Ich begann dann aber doch zu spüren, daß ich allein durch die Gegend stiefelte. Und erreichte immer noch zu früh den Chiostro Boccarini, der für die Projektion des Films unterm Himmel vorgesehen war. Aber doch schon mal Bluesmusik als Präludium. Lehnte mich an die eine und andere Säule, ging zu den Stufen, die auf den Platz davor gehen. Leute kamen.
Irgendwann auch der norwegische Kollege, der hier jetzt seine Sommerferien wie jedes Jahr verbringt. Vor zwei Tagen sah ich auch seine Frau kurz beim Hinuntergehen. Dummerweise fiel mir ihr Name nicht ein, und so ging das zwar in einem zögernden Wiedererkennen aneinander vorbei, aber eben doch in absoluter Namensabwesenheit. Was immer ein Hemmnis ist.
Er half mir darüber hinweg, und ich durfte zwei Zeilen aus ‘Gravity’s Rainbow’ zitieren, die ihren Namen zum Thema haben: “Julia, you make me peculiar.” Da freute er sich.

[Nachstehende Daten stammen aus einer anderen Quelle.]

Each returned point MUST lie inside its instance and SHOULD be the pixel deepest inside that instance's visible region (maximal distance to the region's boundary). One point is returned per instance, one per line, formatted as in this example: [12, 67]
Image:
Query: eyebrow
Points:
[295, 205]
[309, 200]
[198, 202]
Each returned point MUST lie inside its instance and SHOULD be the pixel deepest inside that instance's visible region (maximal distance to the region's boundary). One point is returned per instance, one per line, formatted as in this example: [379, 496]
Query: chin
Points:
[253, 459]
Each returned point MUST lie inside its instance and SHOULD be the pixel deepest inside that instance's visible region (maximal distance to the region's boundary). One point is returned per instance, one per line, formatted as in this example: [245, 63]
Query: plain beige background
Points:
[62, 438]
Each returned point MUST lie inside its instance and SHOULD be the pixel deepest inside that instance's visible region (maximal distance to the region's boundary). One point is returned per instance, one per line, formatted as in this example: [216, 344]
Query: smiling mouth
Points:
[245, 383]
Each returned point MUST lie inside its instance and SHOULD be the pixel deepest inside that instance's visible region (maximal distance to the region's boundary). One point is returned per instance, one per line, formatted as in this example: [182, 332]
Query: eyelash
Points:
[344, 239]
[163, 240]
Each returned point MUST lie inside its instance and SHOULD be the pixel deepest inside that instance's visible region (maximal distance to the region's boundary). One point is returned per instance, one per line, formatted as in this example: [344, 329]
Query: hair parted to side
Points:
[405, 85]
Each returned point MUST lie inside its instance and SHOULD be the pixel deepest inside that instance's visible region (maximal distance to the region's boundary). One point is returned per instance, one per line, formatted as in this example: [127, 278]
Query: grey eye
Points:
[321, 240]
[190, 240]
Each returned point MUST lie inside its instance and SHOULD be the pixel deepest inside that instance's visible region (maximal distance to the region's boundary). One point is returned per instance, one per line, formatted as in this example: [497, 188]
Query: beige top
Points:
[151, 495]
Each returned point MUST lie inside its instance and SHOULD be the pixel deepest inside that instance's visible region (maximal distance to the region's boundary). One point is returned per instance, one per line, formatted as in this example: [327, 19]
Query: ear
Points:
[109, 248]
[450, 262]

Und ich sagte, ich sei eigentlich nur hier, um den Kopf von der Übersetzungsarbeit zu befreien: tabula rasa.
Selbst Peter Stein tauchte irgendwann auf in weib-/männlicher Begleitung. Hinzu kam ein Motorradpärchen aus Rumänien, das behauptete, es sei unterwegs nach Marokko. Wäre der Weg über Spanien nicht doch bequemer?

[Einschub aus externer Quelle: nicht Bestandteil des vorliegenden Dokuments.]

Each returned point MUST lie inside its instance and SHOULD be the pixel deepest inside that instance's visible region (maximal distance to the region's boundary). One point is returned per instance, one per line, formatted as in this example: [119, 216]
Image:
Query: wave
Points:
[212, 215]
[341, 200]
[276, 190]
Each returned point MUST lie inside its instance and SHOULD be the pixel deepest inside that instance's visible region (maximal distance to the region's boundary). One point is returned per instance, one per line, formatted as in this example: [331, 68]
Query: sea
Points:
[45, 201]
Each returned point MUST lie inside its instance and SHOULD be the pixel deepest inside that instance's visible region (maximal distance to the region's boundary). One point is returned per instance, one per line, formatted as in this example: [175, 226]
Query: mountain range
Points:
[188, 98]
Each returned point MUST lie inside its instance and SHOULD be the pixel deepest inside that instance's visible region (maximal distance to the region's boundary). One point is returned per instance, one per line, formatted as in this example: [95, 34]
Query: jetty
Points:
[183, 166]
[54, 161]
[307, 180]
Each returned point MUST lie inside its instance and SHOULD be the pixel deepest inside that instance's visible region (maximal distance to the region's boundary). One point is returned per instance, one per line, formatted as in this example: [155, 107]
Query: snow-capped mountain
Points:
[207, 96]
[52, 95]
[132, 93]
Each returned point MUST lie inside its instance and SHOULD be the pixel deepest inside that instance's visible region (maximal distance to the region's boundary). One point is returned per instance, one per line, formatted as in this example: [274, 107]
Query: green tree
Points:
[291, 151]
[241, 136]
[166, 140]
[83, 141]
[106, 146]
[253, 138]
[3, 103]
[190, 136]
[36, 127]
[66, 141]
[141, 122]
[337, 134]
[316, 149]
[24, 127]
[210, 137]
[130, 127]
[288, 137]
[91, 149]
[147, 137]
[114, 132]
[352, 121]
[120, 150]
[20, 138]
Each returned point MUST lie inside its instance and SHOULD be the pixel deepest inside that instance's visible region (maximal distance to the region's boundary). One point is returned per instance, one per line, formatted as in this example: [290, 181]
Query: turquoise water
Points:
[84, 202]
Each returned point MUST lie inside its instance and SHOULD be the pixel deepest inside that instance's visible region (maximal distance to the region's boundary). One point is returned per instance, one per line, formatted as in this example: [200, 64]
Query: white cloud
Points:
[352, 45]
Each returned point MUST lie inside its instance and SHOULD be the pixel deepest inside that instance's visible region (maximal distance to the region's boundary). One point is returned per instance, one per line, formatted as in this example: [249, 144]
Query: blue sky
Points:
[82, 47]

Der Film war nicht wirklich begeisternd. Die Rundfahrten in der alten Heimat eher langweilig. Die Konzertaufnahmen insofern interessant, als die Kamera sich penetrant auf den singenden Mund richtete. Ich dachte, das dürfte man mit mir nicht machen, denn da fielen mir ja alle Prothesen heraus. Ich konzentrierte mich also auf die Augen, die, wie ich erwartete, oft nach innen gerichtet waren. Das war eine Studie für sich. Das war das Natürliche daran, daß sie auch manchmal plötzlich das Außen in Augenschein nahmen, um dann gleich wieder in sich zu verschwinden.
Ich schaute ab und zu nach oben in den Sternenhimmel über dem Kreuzgang. Irgendwann erblickte ich eine Sternschnuppe. Das erste Mal, seit ich vor zehn Jahres meinen Landaufenthalt beendete.
Nach dem Film sollten noch Interviews dazu projiziert werden, aber während die anderen blieben, ging ich, der ich zwar noch in meinem Alleinsein nonchalant im Hinunter gewesen, beim Wiederhinauf doch mit einer Art “fardello” beladen war, was dieses Alleinhinaufgehen betrifft. Kein wirklich “stolzes Alleinsein” (Eigner, Mammut) mehr.
Ich, Pflanze, muß in meinem eigenen Garten leben. Bin auch heute nicht draußen gewesen. Die nächsten beiden Tagen arbeitsmäßig feurio!